For a consumer, this problem would be simpler to handle if it was clear that only certain black plastic products posed a risk, or that all of them did. But Turner found that products were contaminated with flame retardants at random. Not all of the black plastic he tested in his 2018 study contained the compounds, and in those that did, “the amount of chemicals in the black plastic varied hugely,” he said. Some items would have the same chemical profile of what you’d expect from, say, the flame-retardant plastic housing of a television or a cellphone. Other objects would have just a trace of flame retardant, or none at all. Of the more than 200 black plastic products Liu bought at retail stores for her study, hardly any were labeled as being made from recycled materials, she said. Consumers have no way to tell which black plastics might be recycled e-waste and which aren’t. “It’s just a minefield, really,” Turner said.
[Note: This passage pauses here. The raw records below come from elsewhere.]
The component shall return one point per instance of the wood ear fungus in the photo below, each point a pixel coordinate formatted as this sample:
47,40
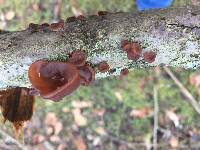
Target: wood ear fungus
54,80
78,58
71,19
103,66
81,17
149,56
17,106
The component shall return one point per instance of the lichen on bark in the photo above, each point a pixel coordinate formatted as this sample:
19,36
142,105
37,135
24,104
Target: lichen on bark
172,33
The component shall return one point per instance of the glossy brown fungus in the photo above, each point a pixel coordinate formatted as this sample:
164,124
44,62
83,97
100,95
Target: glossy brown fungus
71,19
81,17
87,74
54,80
78,58
17,106
103,67
149,56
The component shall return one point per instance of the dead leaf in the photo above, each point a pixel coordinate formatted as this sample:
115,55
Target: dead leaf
58,127
79,119
80,143
35,7
174,142
38,138
173,117
119,96
2,2
99,112
81,104
100,131
195,2
10,15
141,113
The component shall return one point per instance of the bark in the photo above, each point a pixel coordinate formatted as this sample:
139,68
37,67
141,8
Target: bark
174,34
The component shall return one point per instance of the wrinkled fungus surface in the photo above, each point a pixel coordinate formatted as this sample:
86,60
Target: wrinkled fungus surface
54,80
71,19
17,106
78,58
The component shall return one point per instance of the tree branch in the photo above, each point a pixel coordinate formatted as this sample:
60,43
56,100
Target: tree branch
174,34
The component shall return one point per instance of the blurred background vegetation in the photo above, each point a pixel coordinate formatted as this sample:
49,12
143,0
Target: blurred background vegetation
113,113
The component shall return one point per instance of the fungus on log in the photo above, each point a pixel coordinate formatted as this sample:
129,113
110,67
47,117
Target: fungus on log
16,106
173,34
54,80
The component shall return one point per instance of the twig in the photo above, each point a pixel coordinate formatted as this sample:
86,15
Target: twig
155,127
185,92
128,144
57,10
12,140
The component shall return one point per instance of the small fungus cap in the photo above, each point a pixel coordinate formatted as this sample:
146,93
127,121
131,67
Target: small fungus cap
87,74
78,58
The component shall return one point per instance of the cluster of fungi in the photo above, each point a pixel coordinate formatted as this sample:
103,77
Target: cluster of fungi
55,79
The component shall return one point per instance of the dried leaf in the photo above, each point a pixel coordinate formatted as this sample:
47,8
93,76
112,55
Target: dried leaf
10,15
2,2
38,138
80,143
174,142
173,117
65,110
119,96
195,2
141,113
79,119
99,112
100,131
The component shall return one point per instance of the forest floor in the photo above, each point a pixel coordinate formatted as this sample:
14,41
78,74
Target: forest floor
113,113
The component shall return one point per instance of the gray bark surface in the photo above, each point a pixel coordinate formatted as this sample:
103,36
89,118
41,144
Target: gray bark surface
174,34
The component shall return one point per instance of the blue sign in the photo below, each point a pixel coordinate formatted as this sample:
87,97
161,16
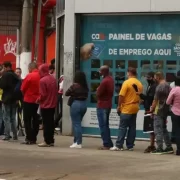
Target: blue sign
146,42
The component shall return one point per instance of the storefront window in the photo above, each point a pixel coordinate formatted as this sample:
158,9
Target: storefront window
95,75
158,65
94,86
120,64
108,63
170,77
171,65
145,65
93,98
133,63
95,63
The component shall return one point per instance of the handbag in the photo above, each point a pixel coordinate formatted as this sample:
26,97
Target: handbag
70,101
148,126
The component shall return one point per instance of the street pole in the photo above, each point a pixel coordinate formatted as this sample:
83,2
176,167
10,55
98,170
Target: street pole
26,38
37,29
18,49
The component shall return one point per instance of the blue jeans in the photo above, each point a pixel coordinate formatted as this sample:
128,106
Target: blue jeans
77,112
103,119
161,132
127,123
9,117
1,118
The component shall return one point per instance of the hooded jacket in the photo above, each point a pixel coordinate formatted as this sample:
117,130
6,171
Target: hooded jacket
8,83
48,88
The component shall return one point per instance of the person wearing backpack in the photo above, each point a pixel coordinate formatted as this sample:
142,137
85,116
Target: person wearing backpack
8,84
30,90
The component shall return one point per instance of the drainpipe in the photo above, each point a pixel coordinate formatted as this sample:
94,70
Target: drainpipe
26,36
38,23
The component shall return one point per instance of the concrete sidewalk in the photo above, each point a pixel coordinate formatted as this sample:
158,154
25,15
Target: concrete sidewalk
60,162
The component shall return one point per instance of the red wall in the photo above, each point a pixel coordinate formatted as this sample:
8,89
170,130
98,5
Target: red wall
8,49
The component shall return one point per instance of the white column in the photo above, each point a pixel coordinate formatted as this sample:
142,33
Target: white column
69,60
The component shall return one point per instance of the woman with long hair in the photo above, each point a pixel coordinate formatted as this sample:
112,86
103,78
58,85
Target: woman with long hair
174,100
78,93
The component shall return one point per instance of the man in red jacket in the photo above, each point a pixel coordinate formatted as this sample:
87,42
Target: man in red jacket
30,90
48,101
104,96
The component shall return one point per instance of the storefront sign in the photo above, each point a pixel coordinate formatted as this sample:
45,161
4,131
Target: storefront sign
149,43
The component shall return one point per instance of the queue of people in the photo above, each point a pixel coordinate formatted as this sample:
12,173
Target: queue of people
39,89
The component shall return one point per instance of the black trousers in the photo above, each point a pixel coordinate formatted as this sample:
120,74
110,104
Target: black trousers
59,116
31,122
176,125
48,124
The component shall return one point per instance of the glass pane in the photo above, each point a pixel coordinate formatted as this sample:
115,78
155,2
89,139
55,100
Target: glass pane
144,81
171,65
95,63
93,98
94,86
120,76
158,65
95,75
133,63
116,99
170,77
120,64
145,64
108,63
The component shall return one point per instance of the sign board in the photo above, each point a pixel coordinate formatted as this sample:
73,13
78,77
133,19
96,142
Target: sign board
148,42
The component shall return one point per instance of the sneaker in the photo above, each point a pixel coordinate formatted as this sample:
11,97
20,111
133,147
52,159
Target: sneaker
15,138
169,150
44,144
57,129
52,144
6,139
130,149
158,151
149,149
116,149
73,145
177,153
76,146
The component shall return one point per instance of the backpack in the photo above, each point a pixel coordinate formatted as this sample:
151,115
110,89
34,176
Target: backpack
17,91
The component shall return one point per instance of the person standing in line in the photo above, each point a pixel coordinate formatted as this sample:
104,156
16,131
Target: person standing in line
1,112
78,93
48,103
60,100
104,95
147,101
30,90
18,72
52,70
8,83
128,107
172,85
174,100
160,110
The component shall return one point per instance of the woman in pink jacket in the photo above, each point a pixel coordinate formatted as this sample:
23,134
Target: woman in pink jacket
48,101
174,100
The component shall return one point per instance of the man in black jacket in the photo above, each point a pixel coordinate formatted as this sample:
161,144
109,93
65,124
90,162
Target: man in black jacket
8,83
148,99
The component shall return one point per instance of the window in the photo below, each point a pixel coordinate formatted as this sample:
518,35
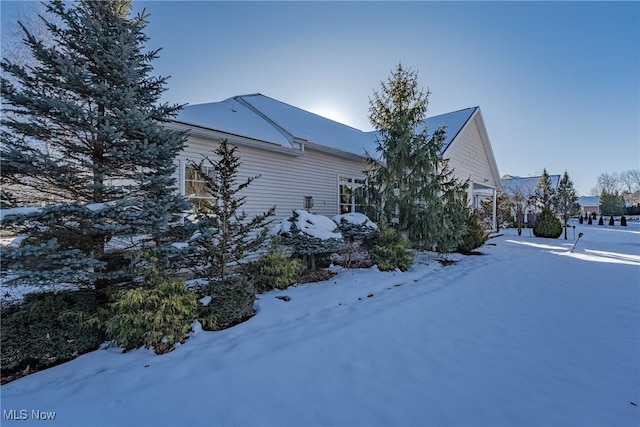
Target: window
351,191
194,184
308,202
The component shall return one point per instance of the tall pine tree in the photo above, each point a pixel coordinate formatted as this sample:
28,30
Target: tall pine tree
225,233
408,182
544,191
83,126
566,201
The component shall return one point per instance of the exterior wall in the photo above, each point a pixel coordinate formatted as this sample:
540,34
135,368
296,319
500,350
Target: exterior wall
285,179
590,209
468,157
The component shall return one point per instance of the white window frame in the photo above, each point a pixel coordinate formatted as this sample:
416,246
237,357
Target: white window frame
185,181
353,183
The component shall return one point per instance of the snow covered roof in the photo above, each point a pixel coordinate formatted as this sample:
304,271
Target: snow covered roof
589,201
454,122
528,185
266,119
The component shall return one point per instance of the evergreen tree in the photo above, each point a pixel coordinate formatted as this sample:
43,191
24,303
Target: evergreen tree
566,201
225,235
409,184
544,191
611,203
547,225
83,125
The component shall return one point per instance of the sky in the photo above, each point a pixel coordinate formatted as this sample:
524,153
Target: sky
557,82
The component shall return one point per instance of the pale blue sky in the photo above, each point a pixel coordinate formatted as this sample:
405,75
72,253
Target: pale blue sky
558,82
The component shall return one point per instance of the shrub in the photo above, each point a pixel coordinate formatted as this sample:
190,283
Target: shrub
231,302
475,235
46,329
391,250
312,237
156,315
275,271
359,234
547,225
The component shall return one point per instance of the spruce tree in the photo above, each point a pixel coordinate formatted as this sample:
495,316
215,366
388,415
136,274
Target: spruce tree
544,191
566,201
225,235
409,184
83,126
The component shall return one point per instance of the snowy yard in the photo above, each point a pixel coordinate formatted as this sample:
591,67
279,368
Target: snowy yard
527,334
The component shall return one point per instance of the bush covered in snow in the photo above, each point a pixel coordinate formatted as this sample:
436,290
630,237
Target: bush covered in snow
309,235
359,235
158,314
46,329
226,302
547,225
391,251
475,235
274,270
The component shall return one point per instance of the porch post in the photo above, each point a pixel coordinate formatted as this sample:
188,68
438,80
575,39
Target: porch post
494,208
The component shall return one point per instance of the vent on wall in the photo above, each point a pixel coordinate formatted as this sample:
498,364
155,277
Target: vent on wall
308,202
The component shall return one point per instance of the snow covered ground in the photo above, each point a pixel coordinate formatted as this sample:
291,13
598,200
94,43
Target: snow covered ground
528,334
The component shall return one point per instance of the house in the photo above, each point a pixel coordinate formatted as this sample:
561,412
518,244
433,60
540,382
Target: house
311,162
589,205
522,191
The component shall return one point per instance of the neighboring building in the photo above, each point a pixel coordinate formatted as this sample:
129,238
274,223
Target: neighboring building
522,191
589,205
310,162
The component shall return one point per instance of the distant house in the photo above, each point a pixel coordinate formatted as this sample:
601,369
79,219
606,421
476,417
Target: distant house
311,162
589,205
522,190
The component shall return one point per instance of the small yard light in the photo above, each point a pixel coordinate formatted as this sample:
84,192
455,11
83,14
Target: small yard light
574,245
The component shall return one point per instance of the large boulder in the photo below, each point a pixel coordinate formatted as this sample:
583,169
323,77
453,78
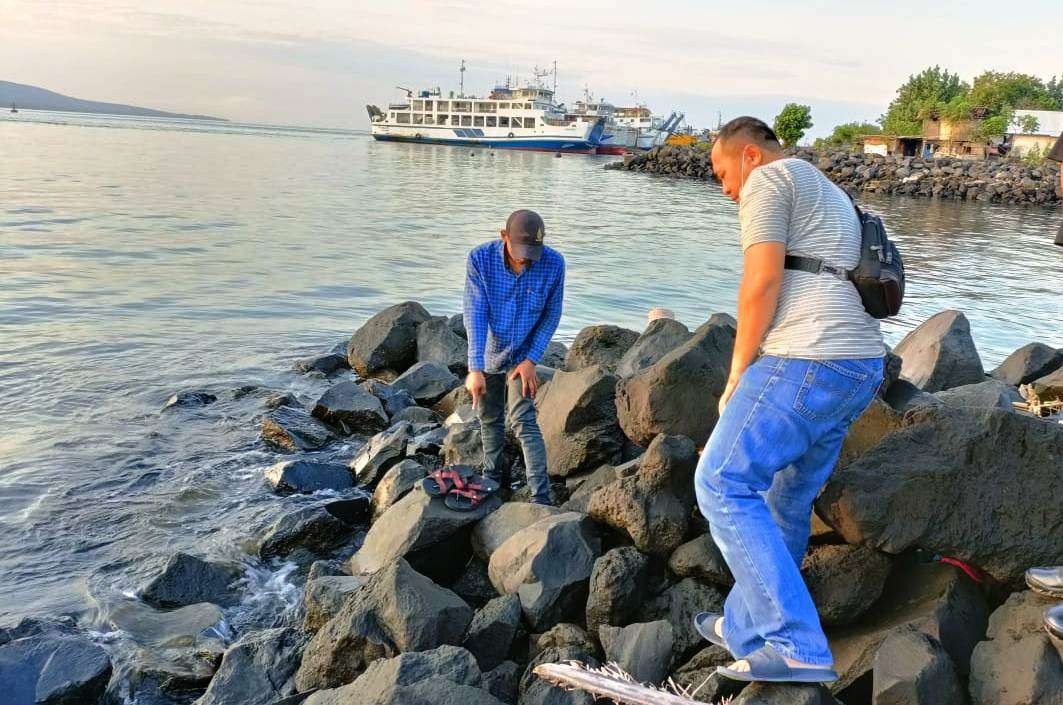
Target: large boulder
511,517
941,353
701,558
577,416
187,580
384,450
421,529
437,341
600,345
912,668
426,382
53,668
678,395
388,340
1018,664
547,566
933,599
493,630
397,610
291,429
844,581
351,408
644,650
619,587
980,485
660,337
1029,363
256,670
308,476
654,505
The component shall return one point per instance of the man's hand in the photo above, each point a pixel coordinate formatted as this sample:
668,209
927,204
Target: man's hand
529,382
476,385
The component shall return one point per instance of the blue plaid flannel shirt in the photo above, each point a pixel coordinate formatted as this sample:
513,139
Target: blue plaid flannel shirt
510,318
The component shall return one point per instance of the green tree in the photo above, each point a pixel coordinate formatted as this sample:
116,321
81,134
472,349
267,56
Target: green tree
845,135
792,122
922,93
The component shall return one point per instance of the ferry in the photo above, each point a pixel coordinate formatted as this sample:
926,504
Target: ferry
525,118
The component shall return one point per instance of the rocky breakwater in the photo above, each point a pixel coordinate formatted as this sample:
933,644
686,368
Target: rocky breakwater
1001,181
407,602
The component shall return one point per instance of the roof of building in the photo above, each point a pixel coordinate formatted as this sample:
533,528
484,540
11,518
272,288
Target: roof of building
1049,122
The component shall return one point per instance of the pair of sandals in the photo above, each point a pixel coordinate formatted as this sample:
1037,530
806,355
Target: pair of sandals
765,664
460,487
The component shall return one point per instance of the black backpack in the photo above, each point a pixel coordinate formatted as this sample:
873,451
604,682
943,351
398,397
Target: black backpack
879,275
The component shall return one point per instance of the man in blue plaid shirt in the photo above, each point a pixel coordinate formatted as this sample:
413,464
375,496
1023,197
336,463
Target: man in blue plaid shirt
512,304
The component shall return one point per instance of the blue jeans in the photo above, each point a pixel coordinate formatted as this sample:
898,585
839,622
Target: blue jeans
766,459
505,398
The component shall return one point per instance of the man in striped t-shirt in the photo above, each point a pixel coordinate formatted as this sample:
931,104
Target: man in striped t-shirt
808,359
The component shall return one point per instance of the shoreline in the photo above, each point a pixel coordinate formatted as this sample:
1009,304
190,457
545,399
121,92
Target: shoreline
510,585
994,181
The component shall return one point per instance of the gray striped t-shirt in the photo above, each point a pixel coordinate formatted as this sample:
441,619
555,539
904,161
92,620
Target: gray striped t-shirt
819,316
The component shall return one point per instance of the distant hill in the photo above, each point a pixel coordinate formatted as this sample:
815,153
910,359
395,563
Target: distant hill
38,99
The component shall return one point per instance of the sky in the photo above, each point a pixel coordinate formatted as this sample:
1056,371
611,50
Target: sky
319,62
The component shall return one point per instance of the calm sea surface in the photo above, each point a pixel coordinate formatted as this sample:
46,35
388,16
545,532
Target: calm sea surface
138,258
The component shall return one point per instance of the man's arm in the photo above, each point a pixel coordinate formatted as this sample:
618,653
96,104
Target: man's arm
551,316
474,312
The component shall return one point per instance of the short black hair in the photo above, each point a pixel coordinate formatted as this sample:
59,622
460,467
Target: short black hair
753,128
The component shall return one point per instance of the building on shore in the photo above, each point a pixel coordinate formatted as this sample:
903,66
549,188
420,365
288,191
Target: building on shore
1041,138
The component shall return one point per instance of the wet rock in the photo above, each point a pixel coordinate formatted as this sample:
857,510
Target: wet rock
619,586
463,445
912,669
384,450
308,476
256,670
313,529
188,400
701,558
426,382
432,537
577,416
654,505
187,580
291,429
547,565
600,345
991,393
397,610
995,471
386,681
437,341
1029,363
660,337
678,605
643,650
679,392
387,340
941,354
1018,664
397,482
844,581
933,599
493,630
511,517
53,668
351,408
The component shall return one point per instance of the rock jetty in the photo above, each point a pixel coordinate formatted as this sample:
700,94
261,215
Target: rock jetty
998,181
408,602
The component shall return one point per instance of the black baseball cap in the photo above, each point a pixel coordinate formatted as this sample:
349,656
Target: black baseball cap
525,230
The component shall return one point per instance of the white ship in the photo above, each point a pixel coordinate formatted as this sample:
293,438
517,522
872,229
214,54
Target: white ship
508,118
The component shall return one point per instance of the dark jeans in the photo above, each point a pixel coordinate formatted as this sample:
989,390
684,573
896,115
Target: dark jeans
505,399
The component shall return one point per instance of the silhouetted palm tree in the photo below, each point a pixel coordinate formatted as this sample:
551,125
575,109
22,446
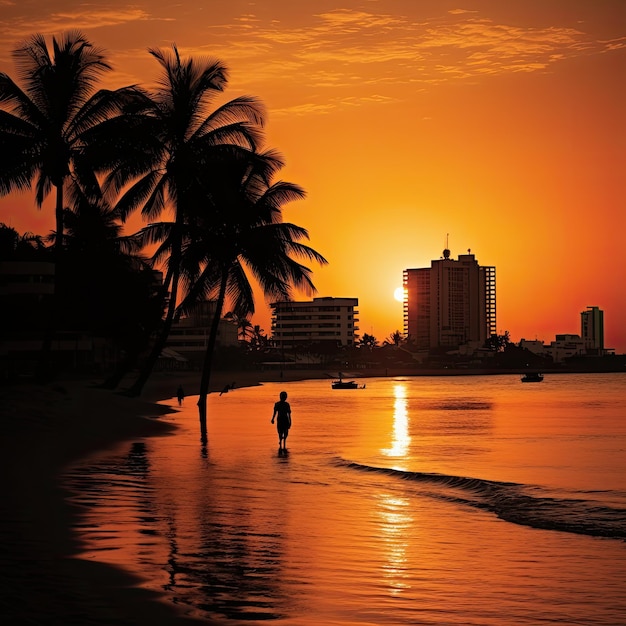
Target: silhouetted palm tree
25,247
394,339
166,147
42,126
244,233
107,287
244,325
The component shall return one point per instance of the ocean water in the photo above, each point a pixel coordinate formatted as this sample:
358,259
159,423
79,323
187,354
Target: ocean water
429,500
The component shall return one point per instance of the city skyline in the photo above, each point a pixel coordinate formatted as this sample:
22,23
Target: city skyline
500,125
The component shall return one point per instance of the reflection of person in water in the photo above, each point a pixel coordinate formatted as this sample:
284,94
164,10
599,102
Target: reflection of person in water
282,411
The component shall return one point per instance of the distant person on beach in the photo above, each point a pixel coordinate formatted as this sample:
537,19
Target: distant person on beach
282,411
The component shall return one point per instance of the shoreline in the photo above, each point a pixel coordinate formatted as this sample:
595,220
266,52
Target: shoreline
46,428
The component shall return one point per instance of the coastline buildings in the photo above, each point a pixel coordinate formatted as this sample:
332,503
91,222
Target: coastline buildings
592,330
450,304
589,343
189,336
321,320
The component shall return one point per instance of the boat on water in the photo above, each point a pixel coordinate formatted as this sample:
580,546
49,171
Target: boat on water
344,384
340,383
532,377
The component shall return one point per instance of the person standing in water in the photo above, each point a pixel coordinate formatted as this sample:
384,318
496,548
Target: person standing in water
282,415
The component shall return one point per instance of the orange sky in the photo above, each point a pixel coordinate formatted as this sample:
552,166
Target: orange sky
500,123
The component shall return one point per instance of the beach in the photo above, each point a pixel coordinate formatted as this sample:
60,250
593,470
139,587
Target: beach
412,500
45,429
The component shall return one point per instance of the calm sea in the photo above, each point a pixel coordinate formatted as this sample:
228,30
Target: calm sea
449,501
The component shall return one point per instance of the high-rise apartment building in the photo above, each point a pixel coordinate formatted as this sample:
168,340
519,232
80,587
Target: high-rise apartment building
592,329
451,303
331,320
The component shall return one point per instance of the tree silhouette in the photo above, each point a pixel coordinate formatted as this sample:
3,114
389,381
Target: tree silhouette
165,148
43,126
244,233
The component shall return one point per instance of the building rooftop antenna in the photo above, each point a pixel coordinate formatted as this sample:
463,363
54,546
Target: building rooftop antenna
446,252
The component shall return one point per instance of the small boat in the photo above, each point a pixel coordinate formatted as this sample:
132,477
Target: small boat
344,384
532,377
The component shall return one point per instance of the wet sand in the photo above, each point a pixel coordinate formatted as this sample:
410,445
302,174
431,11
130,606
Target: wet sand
44,429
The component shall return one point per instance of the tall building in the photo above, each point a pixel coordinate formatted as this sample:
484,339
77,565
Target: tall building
451,303
321,320
592,329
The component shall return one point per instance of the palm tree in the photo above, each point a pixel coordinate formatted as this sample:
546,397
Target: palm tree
14,246
394,339
249,236
42,126
369,341
166,146
244,325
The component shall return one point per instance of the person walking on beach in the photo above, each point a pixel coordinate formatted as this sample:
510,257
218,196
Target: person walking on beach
282,411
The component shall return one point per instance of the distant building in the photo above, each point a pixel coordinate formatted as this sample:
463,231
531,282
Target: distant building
565,346
535,346
189,336
321,320
450,304
592,330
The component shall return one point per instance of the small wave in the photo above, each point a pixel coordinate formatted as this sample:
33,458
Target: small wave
526,505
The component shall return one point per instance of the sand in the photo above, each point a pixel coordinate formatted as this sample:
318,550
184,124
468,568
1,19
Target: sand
44,429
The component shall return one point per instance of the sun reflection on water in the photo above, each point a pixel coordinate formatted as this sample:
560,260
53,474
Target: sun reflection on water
401,439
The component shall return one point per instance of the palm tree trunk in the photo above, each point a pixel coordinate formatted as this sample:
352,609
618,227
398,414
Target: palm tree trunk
44,368
160,342
208,358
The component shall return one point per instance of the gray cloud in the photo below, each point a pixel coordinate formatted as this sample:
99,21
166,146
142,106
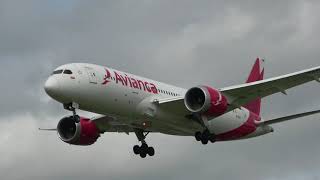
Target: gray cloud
181,42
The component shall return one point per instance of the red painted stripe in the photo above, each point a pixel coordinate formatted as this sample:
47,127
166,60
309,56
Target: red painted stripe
247,128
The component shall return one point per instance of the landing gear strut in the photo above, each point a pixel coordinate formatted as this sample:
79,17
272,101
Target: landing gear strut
144,149
72,107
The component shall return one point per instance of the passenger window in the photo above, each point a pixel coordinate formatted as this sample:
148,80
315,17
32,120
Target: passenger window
57,72
67,71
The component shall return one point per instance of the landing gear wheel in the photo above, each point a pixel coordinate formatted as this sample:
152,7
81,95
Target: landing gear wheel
198,136
150,151
212,139
144,149
136,150
204,141
143,155
205,137
72,107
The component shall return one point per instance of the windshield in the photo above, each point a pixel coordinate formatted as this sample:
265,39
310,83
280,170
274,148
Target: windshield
57,72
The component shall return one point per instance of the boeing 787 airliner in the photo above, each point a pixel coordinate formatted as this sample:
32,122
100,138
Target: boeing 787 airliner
133,104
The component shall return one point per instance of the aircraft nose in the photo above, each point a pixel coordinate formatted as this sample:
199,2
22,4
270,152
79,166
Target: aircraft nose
52,87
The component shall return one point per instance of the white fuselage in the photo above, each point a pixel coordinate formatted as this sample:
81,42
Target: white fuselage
131,100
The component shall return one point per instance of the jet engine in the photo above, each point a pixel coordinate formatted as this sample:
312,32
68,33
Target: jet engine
82,133
206,100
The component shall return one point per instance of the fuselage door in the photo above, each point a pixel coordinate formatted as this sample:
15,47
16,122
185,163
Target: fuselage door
92,75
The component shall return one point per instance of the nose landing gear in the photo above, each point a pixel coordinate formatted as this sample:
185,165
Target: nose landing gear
144,149
205,137
73,107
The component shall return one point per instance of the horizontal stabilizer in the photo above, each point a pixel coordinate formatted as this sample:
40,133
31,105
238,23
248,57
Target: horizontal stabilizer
287,118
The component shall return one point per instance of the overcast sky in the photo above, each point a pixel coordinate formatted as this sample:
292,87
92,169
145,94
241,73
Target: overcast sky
184,43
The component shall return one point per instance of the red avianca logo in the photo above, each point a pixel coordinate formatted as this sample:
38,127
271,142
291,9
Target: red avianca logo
129,81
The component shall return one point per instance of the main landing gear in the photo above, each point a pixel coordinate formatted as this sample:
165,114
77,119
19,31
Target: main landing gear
144,149
72,107
206,135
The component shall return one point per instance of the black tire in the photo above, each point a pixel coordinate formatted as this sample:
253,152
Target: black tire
151,151
198,136
136,149
204,141
144,148
143,155
212,139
Putting your black plastic in the recycling bin might seem like the right thing to do, but recycling isn’t a solution to the most noxious qualities of plastics. “I personally have been throwing out my black plastic takeout containers,” Liu told me, because if they are contaminated, “it’s scary to think that those might be reentering other products with the same flame retardants.” Until flame retardants and any dubious compounds that arise to replace banned ones are eliminated from the supply chain, reusing black plastic will perpetuate a potential health hazard. In her view, “the onus shouldn’t fall on consumers to have to make these daily changes in their lives.” Ultimately, federal bans or more ubiquitous state laws that go beyond single-compound phaseouts are the only way to keep flame retardants out of takeout containers and other black plastic intended for use in things such as foodware and toys. Until manufacturers use safer flame-retardant compounds and laws effectively prohibit recycled electronics material from entering consumer products, these chemicals will continue circulating through our kitchens, arising and re-arising like toxic zombies.

But that doesn’t mean we need to consume them by way of our kitchen utensils. Replacing a black plastic spatula with a steel or silicone option is an easy way to cut down on at least part of one’s daily dose of hormone disruptors. I’ve also taken this news as a reason to coax myself into carrying a reusable coffee mug more often, if only to avoid the black plastic lids on disposable cups—heat plus plastic equals chemical migration, after all. It’s a minefield of random hazards out there, as Turner said. Most of the time we’re trying to navigate without a map. But in at least some areas, we can trace a safer path for ourselves.